No que toca a proteger a tua preciosa cria de coisas como micróbios de sapatos, Adalja diz que não estás a fazer favor nenhum ao sistema imunitário do teu filho ao esterilizar demasiado o ambiente à sua volta. Ele acredita que esse é um dos factores da difusão da resistência a antibióticos e que "crianças sujas" mais facilmente vão crescer saudáveis. "Devido a algo chamado hipótese higiénica, sabemos que, quanto mais esterilizado estiver o ambiente no qual cresce a criança, mais provável é que, enquanto adultos ou adolescentes, apanhem doenças auto-imunes, alergias, coisas como asma ou eczema", garante.

Adalja tem tão pouco medo de bactérias nos sapatos que estendeu a "regra dos cinco segundos" para "regra dos quinze minutos" para ele próprio. "Tens o teu bocadinho de chouriço no prato. Achas que as bactérias que estão no ar não aterram nele? A não ser que o deixes cair em algo que saibas que é tóxico ou que tem pedras e terra… não vejo nenhuma razão para deitar a comida fora".

Adalja diz que a única razão pela qual diria a alguém para tirar os sapatos dentro de casa seria por razões estéticas, como arrastar terra ou lama para um tapete branco. E, honestamente, poderias mesmo viver contigo próprio se tivesses um tapete branco? Isto não são os anos 80 em Miami e tu não és o Scarface.

Ainda estou com paranóia. Em que circunstâncias é que bactérias dos sapatos me poderão pôr doente?

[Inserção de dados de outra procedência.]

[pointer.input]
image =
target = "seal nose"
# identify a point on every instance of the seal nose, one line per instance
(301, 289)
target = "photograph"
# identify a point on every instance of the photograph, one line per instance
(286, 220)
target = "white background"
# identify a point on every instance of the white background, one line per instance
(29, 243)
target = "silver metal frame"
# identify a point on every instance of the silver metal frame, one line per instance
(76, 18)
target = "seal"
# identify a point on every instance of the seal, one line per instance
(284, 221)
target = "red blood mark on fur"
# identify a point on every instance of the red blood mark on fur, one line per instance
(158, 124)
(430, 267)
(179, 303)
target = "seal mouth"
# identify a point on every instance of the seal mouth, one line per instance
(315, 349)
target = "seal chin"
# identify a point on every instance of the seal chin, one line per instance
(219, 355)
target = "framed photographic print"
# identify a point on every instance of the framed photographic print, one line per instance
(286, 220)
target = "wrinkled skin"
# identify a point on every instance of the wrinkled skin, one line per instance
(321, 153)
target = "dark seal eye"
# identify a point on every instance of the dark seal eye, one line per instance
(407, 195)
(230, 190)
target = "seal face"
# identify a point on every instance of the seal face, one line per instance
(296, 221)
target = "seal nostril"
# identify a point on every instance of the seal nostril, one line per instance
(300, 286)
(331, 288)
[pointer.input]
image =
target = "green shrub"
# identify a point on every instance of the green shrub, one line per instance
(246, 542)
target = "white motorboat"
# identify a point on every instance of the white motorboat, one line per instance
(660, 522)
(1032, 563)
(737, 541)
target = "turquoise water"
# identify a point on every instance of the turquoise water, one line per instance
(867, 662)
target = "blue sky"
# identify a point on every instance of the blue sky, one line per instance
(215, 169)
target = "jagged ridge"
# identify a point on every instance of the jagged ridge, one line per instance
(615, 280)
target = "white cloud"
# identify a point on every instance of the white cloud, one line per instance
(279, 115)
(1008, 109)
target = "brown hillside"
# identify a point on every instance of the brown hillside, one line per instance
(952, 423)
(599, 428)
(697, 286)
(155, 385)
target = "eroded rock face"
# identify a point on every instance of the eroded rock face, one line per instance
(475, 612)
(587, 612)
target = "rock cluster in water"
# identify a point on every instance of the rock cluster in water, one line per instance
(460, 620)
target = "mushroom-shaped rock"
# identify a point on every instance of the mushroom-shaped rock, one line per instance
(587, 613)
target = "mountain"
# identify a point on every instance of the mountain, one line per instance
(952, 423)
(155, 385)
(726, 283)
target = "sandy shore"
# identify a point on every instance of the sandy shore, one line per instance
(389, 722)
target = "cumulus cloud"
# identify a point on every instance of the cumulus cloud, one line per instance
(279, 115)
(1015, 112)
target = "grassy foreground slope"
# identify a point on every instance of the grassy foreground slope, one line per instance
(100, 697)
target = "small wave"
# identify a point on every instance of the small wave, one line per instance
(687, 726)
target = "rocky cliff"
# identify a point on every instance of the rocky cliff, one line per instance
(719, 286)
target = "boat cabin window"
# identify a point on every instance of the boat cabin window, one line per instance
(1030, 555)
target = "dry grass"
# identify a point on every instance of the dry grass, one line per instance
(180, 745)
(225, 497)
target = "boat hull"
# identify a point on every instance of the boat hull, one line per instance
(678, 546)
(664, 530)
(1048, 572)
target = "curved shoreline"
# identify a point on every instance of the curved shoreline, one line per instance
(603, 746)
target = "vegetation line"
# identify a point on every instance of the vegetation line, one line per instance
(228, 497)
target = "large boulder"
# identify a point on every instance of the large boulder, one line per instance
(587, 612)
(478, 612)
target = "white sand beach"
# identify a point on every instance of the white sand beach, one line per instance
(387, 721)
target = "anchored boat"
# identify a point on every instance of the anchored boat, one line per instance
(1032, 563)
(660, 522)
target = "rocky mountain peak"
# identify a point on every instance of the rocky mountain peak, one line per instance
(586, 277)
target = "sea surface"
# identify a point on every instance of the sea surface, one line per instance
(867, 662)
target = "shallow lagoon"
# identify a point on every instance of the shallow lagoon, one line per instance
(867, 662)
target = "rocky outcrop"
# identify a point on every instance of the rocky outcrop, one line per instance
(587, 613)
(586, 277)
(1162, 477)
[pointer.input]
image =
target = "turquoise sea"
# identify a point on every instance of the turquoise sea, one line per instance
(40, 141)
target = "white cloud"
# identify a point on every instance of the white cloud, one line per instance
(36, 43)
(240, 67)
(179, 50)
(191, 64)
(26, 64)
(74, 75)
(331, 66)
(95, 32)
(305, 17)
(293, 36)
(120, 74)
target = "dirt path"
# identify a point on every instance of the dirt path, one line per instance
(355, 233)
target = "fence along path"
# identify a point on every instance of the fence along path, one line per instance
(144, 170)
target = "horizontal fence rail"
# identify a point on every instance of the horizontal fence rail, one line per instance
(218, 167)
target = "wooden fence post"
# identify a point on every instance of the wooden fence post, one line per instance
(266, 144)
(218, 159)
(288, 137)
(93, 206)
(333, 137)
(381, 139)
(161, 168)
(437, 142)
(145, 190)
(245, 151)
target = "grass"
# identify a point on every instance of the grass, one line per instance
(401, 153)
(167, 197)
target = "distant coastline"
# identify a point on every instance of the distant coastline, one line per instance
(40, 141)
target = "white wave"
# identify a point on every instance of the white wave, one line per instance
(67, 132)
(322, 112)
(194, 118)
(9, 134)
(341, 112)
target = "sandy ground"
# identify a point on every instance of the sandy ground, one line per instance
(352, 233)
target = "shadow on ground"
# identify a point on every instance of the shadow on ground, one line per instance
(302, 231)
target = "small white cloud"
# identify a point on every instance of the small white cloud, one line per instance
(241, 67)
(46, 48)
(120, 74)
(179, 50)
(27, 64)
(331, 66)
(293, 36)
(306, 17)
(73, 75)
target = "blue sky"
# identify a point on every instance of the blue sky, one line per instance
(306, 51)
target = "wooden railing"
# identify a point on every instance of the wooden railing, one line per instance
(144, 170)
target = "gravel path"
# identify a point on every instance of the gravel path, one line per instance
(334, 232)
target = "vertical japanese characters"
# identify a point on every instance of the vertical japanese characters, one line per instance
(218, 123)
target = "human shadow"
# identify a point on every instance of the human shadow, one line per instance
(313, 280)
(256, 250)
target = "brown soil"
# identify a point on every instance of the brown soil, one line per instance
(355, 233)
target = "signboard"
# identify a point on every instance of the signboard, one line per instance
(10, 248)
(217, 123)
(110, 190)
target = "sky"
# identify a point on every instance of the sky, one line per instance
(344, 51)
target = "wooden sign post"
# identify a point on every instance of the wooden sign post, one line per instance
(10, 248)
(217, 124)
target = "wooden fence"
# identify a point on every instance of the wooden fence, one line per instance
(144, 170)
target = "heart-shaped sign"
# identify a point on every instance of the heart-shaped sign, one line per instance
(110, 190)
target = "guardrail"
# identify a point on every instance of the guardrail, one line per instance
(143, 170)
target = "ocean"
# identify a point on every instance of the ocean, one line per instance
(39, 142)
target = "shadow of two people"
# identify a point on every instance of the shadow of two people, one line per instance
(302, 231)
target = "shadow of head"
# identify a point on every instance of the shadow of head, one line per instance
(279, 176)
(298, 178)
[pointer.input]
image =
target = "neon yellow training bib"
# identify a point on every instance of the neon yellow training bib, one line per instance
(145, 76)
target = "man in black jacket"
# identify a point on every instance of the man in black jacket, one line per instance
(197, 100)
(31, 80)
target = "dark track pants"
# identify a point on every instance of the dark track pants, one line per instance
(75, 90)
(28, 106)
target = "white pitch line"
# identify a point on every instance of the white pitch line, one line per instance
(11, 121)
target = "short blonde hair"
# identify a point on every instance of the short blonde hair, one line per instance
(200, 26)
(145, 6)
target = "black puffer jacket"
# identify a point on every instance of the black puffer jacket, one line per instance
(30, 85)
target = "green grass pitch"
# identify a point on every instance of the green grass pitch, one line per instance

Se por acaso estiveres a ensaiar a tua audição para os STOMP num campo de alfaces contaminado com E. coli e depois fores directamente para casa de um amigo fazer um encore na sala e depois tu e as tua amigas decidirem comer tapas directamente do chão, alguém poderá ficar doente.

A menos que passes o dia a passear pelo meio de cocó de vaca e depois fizeres uma performance na tua sala, ou chegares a casa depois de um longo dia na fábrica de veneno para ratos e puseres os teus sapatos no balcão da cozinha para relaxar, o pior cenário é provavelmente aquela pastilha elástica que pisaste na rua ficar presa ao tapete.